Uzyskaj dostęp do ponad 250000 książek od 14,99 zł miesięcznie
Historia, która pozwala oswoić nieuchronność bycia w drodze.
Nowa książka autorki świetnie przyjętej powieści Pod słońcem.
Gwiazdozbiór Oriona rozświetla zimowe niebo nad Puszczą Białowieską. W dzikim i oszałamiającym lesie Eliza staje twarzą w twarz ze swoimi demonami, dźwigając bagaż własnych oraz cudzych historii i strat. Nie jest sama, w jej głowie wciąż dźwięczy głos Lou– przyjaciółki, niespełnionej miłości, siostrzanej duszy, która obdarowała ją zachwytem nad światem. Eliza jednak od dłuższego czasu nie ma z Lou żadnego kontaktu, dlatego postanawia podążyć jej tropem.
W Domu Oriona struktura konstelacji przenosi nas do kolejnych miejsc – Puszczy Białowieskiej, rozgorączkowanych Aten, lasu deszczowego w środkowym Meksyku. Podążamy za intrygującymi i tajemniczymi splotami losów ludzi, zwierząt, minerałów i gwiazd, pozostających w nieustającym ruchu.
Julia Fiedorczuk w charakterystycznym dla siebie stylu po raz kolejny zabiera nas w podróż do świata przyrody nierozerwalnie związanego z człowiekiem.
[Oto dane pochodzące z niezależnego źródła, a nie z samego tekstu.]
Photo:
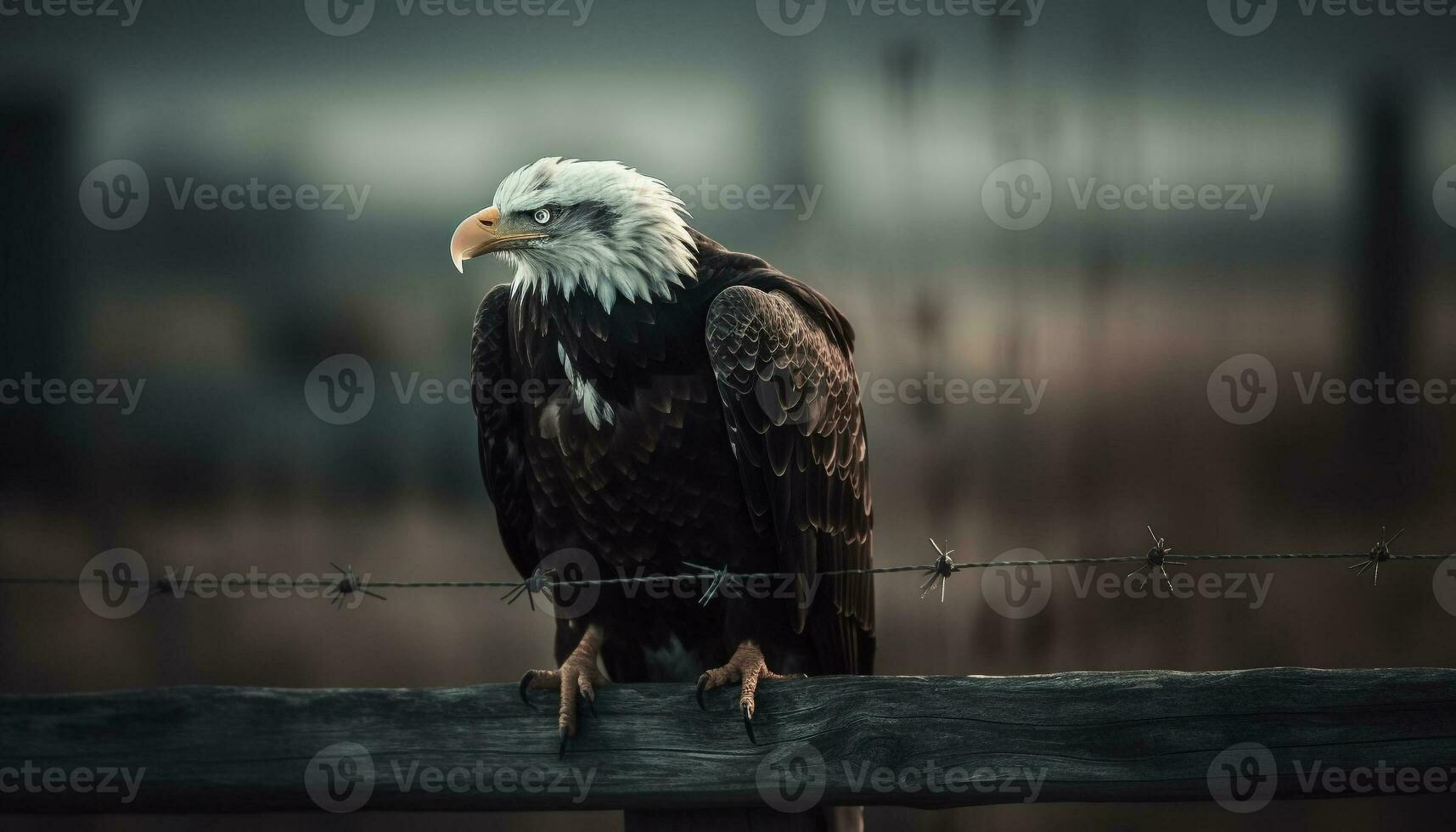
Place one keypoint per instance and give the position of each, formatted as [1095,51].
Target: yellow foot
[745,666]
[578,677]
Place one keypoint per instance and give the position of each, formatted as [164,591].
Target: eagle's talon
[576,681]
[702,687]
[749,667]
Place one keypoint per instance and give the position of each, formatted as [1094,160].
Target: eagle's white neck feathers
[641,256]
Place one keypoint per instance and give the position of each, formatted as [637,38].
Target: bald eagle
[696,405]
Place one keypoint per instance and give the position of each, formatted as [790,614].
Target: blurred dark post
[1385,441]
[36,228]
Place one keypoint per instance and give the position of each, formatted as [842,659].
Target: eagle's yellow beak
[481,233]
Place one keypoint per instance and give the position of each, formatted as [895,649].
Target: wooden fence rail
[925,742]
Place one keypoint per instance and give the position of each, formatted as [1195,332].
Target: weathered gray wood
[1144,736]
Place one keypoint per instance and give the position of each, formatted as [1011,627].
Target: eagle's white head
[584,226]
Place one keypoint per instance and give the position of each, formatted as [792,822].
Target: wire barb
[717,579]
[348,585]
[529,587]
[1379,553]
[1158,559]
[940,570]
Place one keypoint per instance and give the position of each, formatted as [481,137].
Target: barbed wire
[548,580]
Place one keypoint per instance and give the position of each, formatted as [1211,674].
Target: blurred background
[880,138]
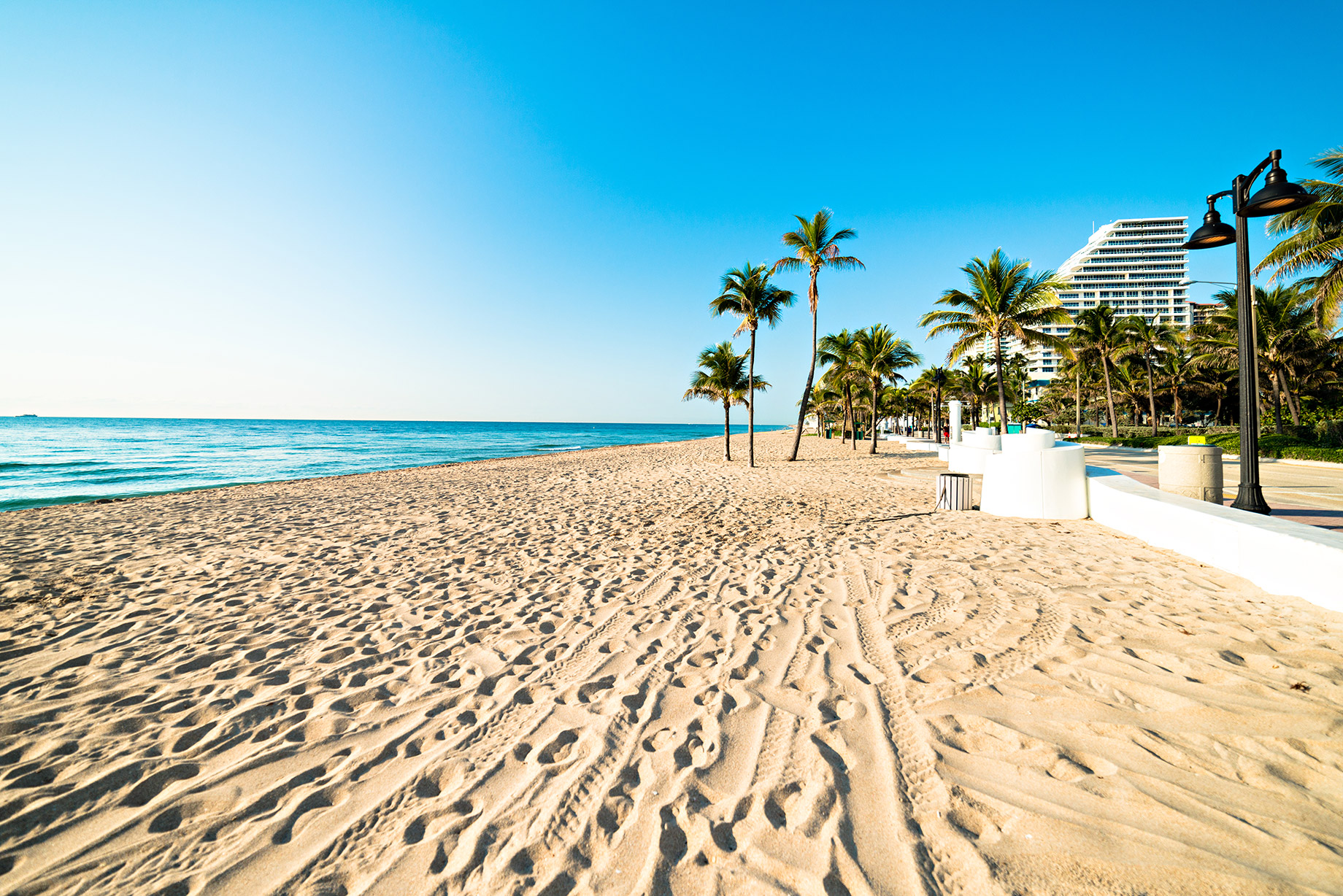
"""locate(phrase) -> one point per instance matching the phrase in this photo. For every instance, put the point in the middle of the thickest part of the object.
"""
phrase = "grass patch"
(1277, 447)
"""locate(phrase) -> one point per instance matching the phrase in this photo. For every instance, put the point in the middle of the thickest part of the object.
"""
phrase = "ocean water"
(53, 460)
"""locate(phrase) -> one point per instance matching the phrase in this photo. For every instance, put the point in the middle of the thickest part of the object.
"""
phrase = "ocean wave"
(28, 465)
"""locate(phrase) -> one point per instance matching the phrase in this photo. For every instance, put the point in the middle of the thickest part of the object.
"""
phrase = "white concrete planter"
(1036, 477)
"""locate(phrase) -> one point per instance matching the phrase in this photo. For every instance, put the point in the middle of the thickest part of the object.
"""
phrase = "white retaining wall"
(1277, 555)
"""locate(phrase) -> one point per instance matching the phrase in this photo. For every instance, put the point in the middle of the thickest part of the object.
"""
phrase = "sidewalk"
(1306, 495)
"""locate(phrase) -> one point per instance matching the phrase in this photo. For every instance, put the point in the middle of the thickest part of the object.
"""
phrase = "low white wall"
(1277, 555)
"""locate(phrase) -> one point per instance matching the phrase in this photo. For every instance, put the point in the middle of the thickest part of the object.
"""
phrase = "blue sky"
(520, 211)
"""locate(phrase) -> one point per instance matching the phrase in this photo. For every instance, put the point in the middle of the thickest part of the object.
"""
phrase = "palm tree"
(881, 356)
(1314, 239)
(825, 402)
(814, 247)
(1288, 340)
(977, 383)
(1178, 372)
(748, 293)
(1150, 343)
(722, 379)
(839, 354)
(939, 378)
(1005, 301)
(1100, 336)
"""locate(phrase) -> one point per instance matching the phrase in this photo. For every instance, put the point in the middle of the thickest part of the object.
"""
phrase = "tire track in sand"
(953, 865)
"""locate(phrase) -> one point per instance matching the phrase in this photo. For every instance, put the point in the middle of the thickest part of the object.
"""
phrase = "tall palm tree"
(1150, 343)
(1288, 340)
(839, 354)
(1178, 372)
(939, 378)
(1005, 301)
(823, 403)
(722, 378)
(881, 356)
(1100, 336)
(1314, 239)
(977, 383)
(814, 247)
(748, 293)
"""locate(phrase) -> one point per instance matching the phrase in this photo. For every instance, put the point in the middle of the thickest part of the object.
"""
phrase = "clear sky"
(520, 211)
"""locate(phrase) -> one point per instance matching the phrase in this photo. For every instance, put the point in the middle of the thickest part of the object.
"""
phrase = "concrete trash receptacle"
(954, 492)
(1190, 471)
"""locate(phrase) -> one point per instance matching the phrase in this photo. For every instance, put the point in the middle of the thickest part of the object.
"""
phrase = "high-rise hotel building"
(1135, 266)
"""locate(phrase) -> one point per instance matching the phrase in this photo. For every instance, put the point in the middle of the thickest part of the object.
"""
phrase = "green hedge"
(1279, 447)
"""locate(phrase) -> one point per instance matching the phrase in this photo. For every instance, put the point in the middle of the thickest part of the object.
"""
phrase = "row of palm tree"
(860, 364)
(1005, 301)
(723, 378)
(747, 293)
(1296, 343)
(1141, 363)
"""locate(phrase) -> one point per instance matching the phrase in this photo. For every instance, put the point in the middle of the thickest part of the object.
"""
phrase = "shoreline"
(642, 669)
(118, 498)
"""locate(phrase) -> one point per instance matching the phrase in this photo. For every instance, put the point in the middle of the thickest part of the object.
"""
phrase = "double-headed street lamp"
(1276, 196)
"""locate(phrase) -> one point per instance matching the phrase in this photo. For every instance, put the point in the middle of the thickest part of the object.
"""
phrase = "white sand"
(641, 671)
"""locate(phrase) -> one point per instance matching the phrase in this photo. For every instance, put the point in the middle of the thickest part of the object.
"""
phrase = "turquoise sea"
(54, 460)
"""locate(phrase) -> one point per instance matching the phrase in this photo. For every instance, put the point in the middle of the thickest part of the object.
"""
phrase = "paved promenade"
(1309, 495)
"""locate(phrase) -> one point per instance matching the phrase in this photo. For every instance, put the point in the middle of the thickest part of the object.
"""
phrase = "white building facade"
(1134, 265)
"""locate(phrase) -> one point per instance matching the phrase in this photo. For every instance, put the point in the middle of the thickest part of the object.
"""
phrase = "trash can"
(954, 492)
(1192, 471)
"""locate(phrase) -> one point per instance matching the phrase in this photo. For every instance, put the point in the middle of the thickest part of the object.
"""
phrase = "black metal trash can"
(954, 492)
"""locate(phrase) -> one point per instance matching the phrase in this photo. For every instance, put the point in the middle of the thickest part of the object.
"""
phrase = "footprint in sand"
(660, 741)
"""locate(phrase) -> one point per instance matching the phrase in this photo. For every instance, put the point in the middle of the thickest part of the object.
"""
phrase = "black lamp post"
(1276, 196)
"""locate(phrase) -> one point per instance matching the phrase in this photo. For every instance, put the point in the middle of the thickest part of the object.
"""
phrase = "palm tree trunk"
(1109, 399)
(1002, 395)
(751, 405)
(812, 370)
(876, 387)
(853, 417)
(1151, 397)
(936, 415)
(1077, 399)
(727, 431)
(1277, 402)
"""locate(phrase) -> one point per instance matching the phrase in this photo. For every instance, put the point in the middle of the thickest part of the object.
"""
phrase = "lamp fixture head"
(1213, 233)
(1277, 195)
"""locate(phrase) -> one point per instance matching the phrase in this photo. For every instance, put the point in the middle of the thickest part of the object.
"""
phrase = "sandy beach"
(644, 671)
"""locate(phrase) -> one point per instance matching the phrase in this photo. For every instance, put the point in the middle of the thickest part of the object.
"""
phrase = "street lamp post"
(1276, 196)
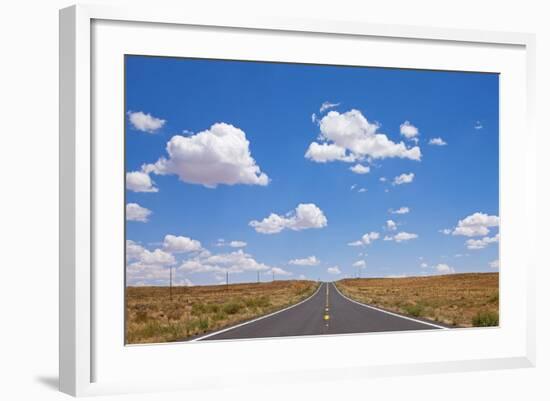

Autorka, czerpiąc garściami z mitologii różnych kultur, buduje niekonwencjonalną, planetarną opowieść o rozedrganej współczesności.
Ebooka przeczytasz w aplikacjach Legimi na:
Liczba stron: 192
1. BETELGEZA ● 1997 • 2021
„To wszystko już nieaktualne”, powiedziałam do Lou. Stała z zadartą głową na szeroko rozstawionych nogach w świeżym śniegu, którego nic jeszcze nie zdążyło rozjeździć, na leśnej drodze, gdzie wychodziłyśmy nocą, żeby się bać. „Patrzysz na niebo z innych kosmicznych epok”, wyjaśniłam. Lou nie zareagowała, jakbym mówiła coś zupełnie dla niej oczywistego, mimo to ciągnęłam: „Światło, które widzisz, podróżowało... przez wiele, wiele lat. Niektóre z tych gwiazd mogą już nie istnieć”. Nie pamiętałam, z jaką prędkością podróżuje światło ani jak daleko od Ziemi znajdują się poszczególne gwiazdy, ale bardzo mi zależało, żeby zrobić na niej wrażenie, dlatego dodałam: „Możliwe, że nic z tego, co widzimy na niebie, już nie istnieje”.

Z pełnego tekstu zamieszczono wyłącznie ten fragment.